I stub my toe. I say God dangit. This somehow becomes an offense that needs to be excused by a stranger? And amounts to me telling someone how their relationship with God works?
That is peak wokeness.
“Who are you to tell me how my relationship with my race works” would be prime BLM material.
It’s probably the same way you feel when you’re told you have to speak differently, even act differently, just so you don’t offend the sensibilities (I’ll even go with convictions) of others.
It just doesn’t sit well. You know what I’m talking about because you have to endure it from the wokes and crits. You can’t say that now, you can’t say this now, all because it might offend a minority or a trans or whatever. You rightfully scoff at that.
Where I was raised, cursing like that was just normal. Often a form of levity. I’m just not convinced I have to forfeit all of that solely because of some stranger’s personal relationship with god. It’s quite an imposition.
I’ve talked about this longer than I ever wanted to. I will genuinely try to avoid using that language when I can just in good faith, but sometimes it just comes out.
When I am in church, around individuals or in a situation that I know using god or christ as an exclamation (same goes for ■■■■ and other profanities) I do my absolute best to be respectful and be aware of what comes out of my mouth.

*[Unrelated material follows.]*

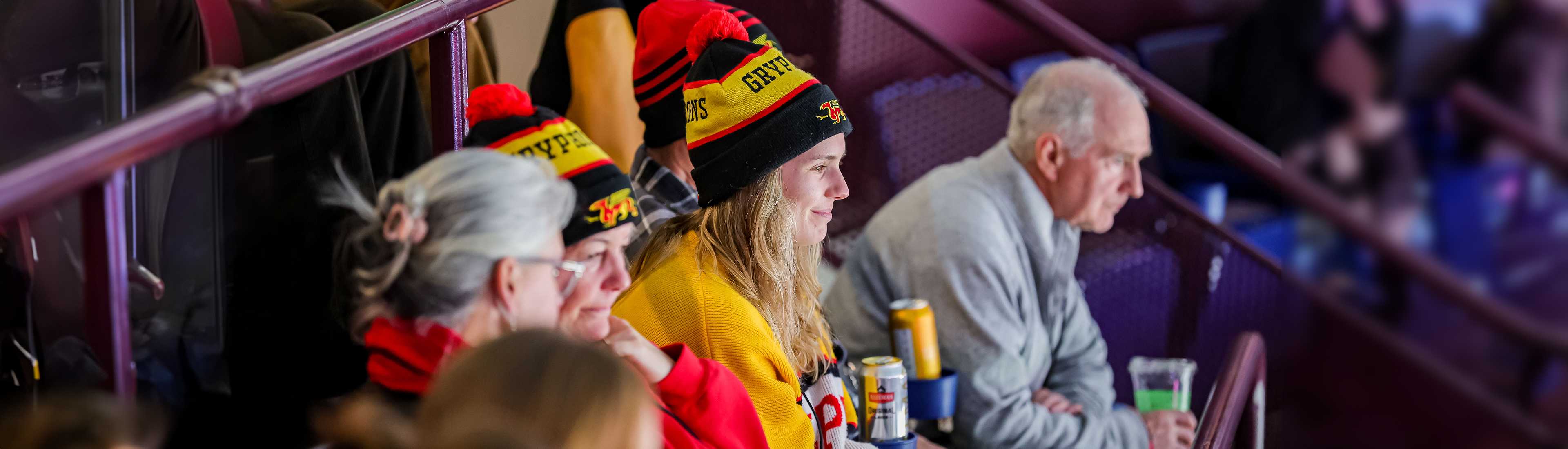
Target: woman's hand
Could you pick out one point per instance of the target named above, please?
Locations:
(637, 351)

The other thing that wasn’t mentioned is that Gen Alpha does not have a concept of a greater good beyond self and that anything in conflict with self is viewed as hostile. There is no god, God, or societal good to but oneself in subjection to for the greater good, only the elevation of self.
Town square? Who has a town square these days but yes when I am out and about with the wife of whoever I use the term “god” in public.

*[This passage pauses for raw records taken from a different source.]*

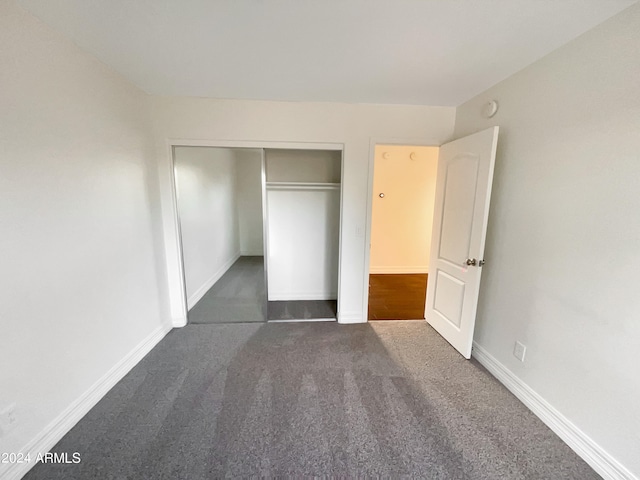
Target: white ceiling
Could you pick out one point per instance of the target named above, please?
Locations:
(425, 52)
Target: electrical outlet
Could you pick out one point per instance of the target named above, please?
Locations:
(519, 350)
(8, 419)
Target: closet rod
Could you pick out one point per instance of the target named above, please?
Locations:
(301, 186)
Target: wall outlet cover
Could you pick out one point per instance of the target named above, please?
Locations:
(519, 351)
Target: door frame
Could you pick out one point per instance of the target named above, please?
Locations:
(170, 145)
(373, 142)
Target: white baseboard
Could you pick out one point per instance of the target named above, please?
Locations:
(351, 317)
(416, 269)
(290, 296)
(198, 294)
(592, 453)
(60, 426)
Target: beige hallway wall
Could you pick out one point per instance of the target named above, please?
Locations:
(402, 220)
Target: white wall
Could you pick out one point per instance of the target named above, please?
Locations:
(310, 166)
(201, 120)
(303, 232)
(82, 257)
(401, 221)
(563, 242)
(249, 200)
(206, 190)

If that makes me a bad person then oh well.
As for people using the term god or christ, ifs already been explained its learned behavior and just a word like “dam” or “bollocks”. You are either thinking too hard about this or just being contrary for the sake of it.
Submitting to your husband means letting the household be run with logic and reason rather than emotion and chaos. It isn’t some kind of demeaning act that feminists have tried to make it out to be.